Tony was the best athlete and the most skilled of my first three opponents. And so even as I got my step on him (earned when I was older, granted perhaps by him sometimes when I was younger, either because he wanted to keep it interesting or he wanted to teach me wordlessly), I know it wasn’t done. He might block my shot from behind and so I developed the knowledge of using my body and the hoop to protect the shot, to protect my space.

I learned that I could go under the basket to shoot the reverse, I learned to change my shot in mid-air, I learned to stop on a dime, fake, and when he had committed and gone up or by me I would toss it up softly off the board. So if my handle and my quickness were my first game, finishing strongly and creatively near the hoop were the second, and a corollary of the first, and like my handle forged by the conditions of the games and especially the opponents I had at hand.

(Here is a hoops axiom: You develop what your toughest competition forces you develop, or, You become what you cannot yet beat. It is true at the improvisational level of a single one-on-one play and it is true at the level of teams and organizations from season to season.)

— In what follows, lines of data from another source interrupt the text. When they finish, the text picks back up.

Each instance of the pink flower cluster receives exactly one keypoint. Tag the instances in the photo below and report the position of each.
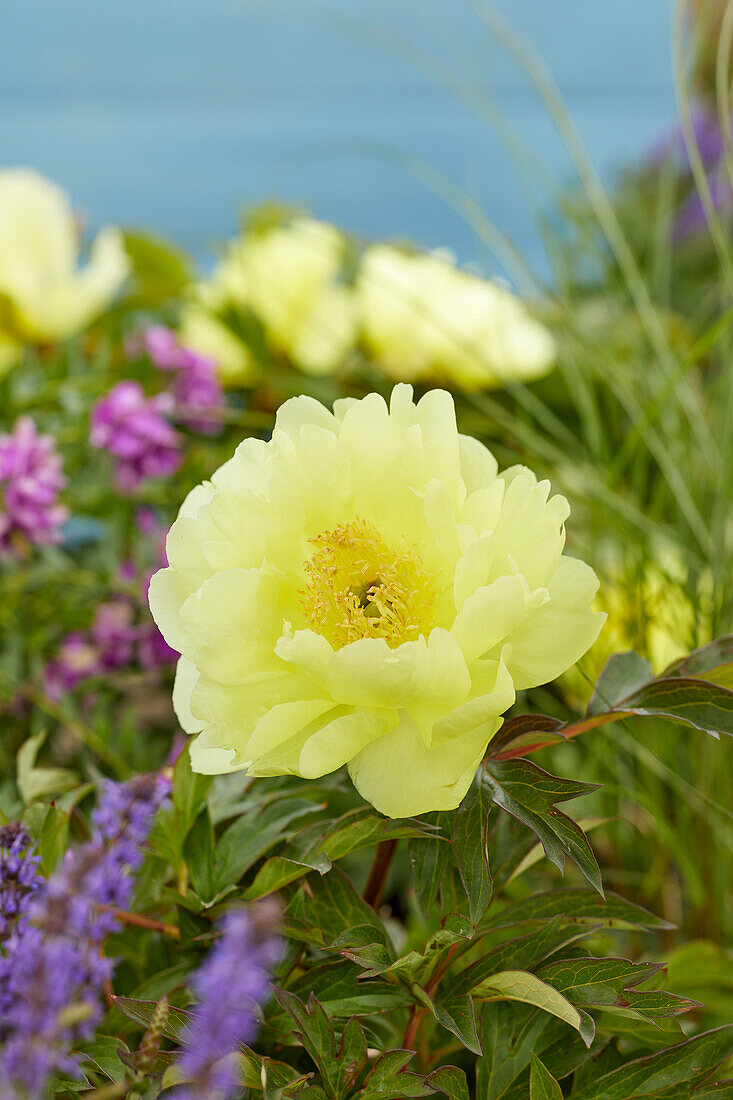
(115, 640)
(31, 480)
(112, 641)
(137, 430)
(196, 389)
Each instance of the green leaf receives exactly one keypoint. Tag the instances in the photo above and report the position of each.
(697, 703)
(611, 982)
(362, 829)
(331, 908)
(40, 782)
(455, 1011)
(340, 992)
(622, 674)
(390, 1080)
(277, 871)
(189, 792)
(102, 1053)
(198, 851)
(250, 836)
(470, 824)
(708, 661)
(523, 953)
(531, 794)
(525, 987)
(162, 268)
(316, 1032)
(427, 860)
(450, 1081)
(543, 1085)
(638, 1033)
(525, 733)
(681, 1065)
(351, 1057)
(48, 826)
(612, 911)
(511, 1032)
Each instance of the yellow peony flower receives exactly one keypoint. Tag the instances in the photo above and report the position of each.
(423, 318)
(288, 277)
(205, 333)
(365, 589)
(43, 296)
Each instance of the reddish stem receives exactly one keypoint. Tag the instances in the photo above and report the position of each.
(142, 922)
(383, 857)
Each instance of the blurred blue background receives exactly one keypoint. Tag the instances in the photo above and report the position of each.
(174, 114)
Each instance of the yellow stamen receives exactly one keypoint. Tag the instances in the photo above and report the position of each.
(358, 586)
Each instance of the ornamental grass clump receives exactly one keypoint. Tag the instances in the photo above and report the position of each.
(367, 590)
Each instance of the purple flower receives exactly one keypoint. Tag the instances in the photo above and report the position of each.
(113, 634)
(77, 659)
(196, 389)
(31, 480)
(691, 216)
(231, 983)
(160, 344)
(198, 396)
(135, 430)
(19, 880)
(52, 975)
(153, 650)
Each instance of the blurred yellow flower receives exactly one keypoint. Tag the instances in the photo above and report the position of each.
(286, 275)
(205, 333)
(365, 589)
(424, 319)
(43, 296)
(652, 613)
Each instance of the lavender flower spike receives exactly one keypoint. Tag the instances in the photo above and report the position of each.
(52, 978)
(19, 880)
(230, 986)
(31, 480)
(135, 430)
(196, 388)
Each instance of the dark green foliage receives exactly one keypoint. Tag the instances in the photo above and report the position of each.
(462, 982)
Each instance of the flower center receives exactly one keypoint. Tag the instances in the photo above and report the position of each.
(358, 586)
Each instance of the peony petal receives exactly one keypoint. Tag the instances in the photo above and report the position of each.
(403, 778)
(492, 613)
(369, 673)
(555, 636)
(183, 689)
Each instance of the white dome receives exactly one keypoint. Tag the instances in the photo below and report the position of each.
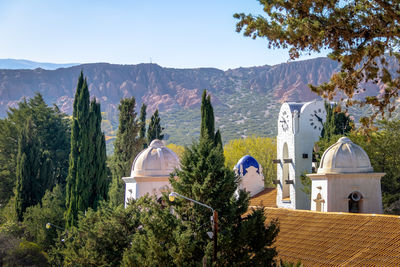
(345, 157)
(155, 161)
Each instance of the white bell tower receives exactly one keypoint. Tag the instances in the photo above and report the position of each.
(299, 127)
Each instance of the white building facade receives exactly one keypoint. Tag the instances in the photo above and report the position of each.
(345, 181)
(299, 127)
(150, 172)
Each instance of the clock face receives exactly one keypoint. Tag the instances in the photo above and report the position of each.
(284, 121)
(317, 118)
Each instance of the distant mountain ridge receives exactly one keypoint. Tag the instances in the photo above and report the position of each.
(15, 64)
(246, 100)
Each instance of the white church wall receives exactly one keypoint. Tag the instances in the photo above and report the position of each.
(151, 187)
(341, 186)
(252, 181)
(300, 138)
(336, 188)
(319, 186)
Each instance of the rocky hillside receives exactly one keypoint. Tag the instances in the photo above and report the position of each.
(246, 100)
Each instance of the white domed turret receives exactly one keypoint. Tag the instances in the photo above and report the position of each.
(345, 181)
(150, 171)
(156, 160)
(345, 157)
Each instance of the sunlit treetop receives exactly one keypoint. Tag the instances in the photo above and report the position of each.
(363, 36)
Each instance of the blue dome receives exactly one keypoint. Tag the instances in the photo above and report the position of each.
(246, 162)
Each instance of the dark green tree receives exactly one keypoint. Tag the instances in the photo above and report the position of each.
(142, 118)
(383, 149)
(207, 128)
(50, 210)
(358, 34)
(52, 128)
(155, 242)
(87, 174)
(204, 177)
(126, 146)
(101, 237)
(33, 170)
(337, 122)
(155, 130)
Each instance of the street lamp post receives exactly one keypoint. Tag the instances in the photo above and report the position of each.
(214, 219)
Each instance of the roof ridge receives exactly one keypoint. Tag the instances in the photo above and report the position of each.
(337, 213)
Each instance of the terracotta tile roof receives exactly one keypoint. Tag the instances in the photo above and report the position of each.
(266, 198)
(337, 239)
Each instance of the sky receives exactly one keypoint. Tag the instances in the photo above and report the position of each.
(174, 33)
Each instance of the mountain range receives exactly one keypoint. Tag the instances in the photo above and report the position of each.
(246, 100)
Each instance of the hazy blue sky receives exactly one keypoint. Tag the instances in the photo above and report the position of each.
(174, 33)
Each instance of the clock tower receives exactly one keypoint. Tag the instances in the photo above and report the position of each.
(299, 127)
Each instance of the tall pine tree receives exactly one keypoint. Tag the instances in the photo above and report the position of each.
(204, 177)
(33, 170)
(52, 135)
(142, 118)
(155, 130)
(87, 178)
(126, 146)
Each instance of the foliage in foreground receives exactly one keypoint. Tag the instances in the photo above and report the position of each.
(87, 182)
(48, 130)
(204, 177)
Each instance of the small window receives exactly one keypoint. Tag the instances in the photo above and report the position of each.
(355, 199)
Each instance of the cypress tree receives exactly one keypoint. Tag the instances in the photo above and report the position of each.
(155, 129)
(87, 180)
(126, 146)
(207, 117)
(142, 118)
(204, 177)
(52, 135)
(33, 170)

My ball handling skills could also have been built upon the foundation of drills I would only learn later, and they were certainly eventually enhanced by those drills. But the fundamentals and their principled, systematic and orderly, development by rote came much later. First there was this pragmatic academy founded on the chaotic urgency of my small body and my desire to keep up, my will to be grown, and equal at least to the best around me. Somehow, there was no intimidation, no fear. I was anger and determination, I was that ball on a string in the beginning and that crazy, intuitively calculated prayer I would toss up off the glass at the end.

1 comments:

Unknown November 18, 2010 at 4:54 PM  

Hello, Dear Yago,
I will have to do some more reading. I think some of your recollections are somewhat miscued. For instance Papá, he was not physical so much as a klutz!Juan was like pulling teeth to get him to play!Me I knew I could whip all three of you. I also did a lot of dribbling drills with you on the driveway you did`nt like them much.